Sunday, May 19, 2013

On Execution

Systemic problem in the startup culture is that people have plenty of ideas but no execution. I'm incredibly lucky to be passionate about software engineering and that I have the ability to build products (on my own).

We all can't be great at everything and I'm a firm believer that people should focus on their strengths while on a day-to-day basis keep improving their weaknesses. For me,  I kept following my love for software engineering (I've become both technical and design focused); therefore, my weakness is really the sales and marketing side. After hanging around plenty of software salespeople -- I've come to realize that their primary strengths boil down to inside connections, confidence, and presentation.

Thomas Watson (IBM) once said, in order to sell software, you have to look like the person you're selling to. IBM at the time was selling "punch carded tabulating machines" which were used in many law and financial offices.  This was when an IBM salesman was distinguished with their navy blue suits and wing-tipped shoes.
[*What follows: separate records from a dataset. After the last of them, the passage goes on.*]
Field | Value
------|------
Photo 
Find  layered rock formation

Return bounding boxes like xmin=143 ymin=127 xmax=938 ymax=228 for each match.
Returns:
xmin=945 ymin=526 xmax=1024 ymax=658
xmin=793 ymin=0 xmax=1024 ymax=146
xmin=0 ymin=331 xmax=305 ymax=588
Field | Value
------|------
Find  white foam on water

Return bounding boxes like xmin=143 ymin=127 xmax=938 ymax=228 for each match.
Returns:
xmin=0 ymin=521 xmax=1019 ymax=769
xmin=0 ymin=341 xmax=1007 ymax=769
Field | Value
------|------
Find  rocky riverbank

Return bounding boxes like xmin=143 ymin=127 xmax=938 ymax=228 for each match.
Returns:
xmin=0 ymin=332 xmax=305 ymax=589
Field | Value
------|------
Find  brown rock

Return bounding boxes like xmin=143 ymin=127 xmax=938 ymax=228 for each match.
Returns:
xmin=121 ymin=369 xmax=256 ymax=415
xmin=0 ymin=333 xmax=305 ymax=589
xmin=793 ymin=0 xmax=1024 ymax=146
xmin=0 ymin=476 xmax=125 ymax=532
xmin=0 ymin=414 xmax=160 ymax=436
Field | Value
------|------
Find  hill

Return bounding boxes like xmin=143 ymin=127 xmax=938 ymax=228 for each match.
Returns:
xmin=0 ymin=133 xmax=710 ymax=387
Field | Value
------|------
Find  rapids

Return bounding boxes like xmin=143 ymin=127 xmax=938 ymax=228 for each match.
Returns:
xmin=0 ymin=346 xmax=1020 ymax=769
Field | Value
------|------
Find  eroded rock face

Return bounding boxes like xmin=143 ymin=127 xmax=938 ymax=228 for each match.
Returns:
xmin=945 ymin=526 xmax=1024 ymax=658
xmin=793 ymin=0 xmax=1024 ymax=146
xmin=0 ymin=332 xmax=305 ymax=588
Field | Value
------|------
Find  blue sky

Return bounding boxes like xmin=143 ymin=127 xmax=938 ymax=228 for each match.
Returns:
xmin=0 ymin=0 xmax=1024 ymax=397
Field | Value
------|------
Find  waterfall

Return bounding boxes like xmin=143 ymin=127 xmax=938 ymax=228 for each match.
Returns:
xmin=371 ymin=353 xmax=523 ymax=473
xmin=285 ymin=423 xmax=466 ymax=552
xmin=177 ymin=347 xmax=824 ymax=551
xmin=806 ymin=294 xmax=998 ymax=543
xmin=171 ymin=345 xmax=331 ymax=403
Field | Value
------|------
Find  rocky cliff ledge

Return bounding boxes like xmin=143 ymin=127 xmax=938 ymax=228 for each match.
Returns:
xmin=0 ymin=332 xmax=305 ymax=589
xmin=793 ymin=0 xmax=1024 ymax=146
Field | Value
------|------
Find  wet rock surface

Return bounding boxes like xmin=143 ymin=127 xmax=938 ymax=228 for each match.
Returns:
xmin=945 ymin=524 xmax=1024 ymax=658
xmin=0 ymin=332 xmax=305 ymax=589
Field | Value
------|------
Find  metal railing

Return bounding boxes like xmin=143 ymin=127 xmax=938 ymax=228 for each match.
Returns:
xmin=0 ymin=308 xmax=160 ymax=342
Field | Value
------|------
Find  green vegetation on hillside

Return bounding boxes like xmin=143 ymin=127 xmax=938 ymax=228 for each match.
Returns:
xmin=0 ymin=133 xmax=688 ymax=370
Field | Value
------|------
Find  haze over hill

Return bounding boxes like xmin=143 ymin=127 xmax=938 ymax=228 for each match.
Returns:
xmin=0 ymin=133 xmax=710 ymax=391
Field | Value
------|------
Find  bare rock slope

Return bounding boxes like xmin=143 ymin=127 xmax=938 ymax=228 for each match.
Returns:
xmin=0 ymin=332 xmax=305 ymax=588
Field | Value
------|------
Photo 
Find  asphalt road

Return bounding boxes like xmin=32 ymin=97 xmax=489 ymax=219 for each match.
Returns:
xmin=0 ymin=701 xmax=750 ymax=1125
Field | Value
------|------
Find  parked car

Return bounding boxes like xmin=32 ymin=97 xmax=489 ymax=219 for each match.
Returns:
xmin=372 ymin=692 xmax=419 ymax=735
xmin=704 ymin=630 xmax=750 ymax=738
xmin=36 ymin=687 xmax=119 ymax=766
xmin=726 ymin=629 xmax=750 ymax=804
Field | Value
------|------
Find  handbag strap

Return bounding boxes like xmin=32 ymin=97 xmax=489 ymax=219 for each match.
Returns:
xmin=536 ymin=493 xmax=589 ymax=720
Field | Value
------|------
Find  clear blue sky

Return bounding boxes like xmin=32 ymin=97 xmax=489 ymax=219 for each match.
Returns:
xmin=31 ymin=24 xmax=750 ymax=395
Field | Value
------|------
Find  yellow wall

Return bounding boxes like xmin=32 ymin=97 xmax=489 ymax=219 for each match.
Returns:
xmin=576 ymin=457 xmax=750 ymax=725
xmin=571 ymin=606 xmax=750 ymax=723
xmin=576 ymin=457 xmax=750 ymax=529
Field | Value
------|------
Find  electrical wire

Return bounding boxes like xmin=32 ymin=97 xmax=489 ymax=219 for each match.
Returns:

Thomas Watson and his son were amazing salesmen. They were so dominant in their field of expertise that they could close only a few deals and have their quotas filled for the year. Many salesmen at the time were all about a large volume number of small deals here and there (less risk) but the Watsons closed the big deals.

Based on the couple of projects that I've tried tackling, I've come to learn that the only way to really push your product into the hands of people who can provide constructive criticism is to be disruptive, aggressive, and 'in your face'. Never be shy about sharing what you've built and don't worry because embarrassment is key to improving. Push forward, be bold, take risks, and most of all, learn to sell the vision of your MVP in order to encourage constructive criticism.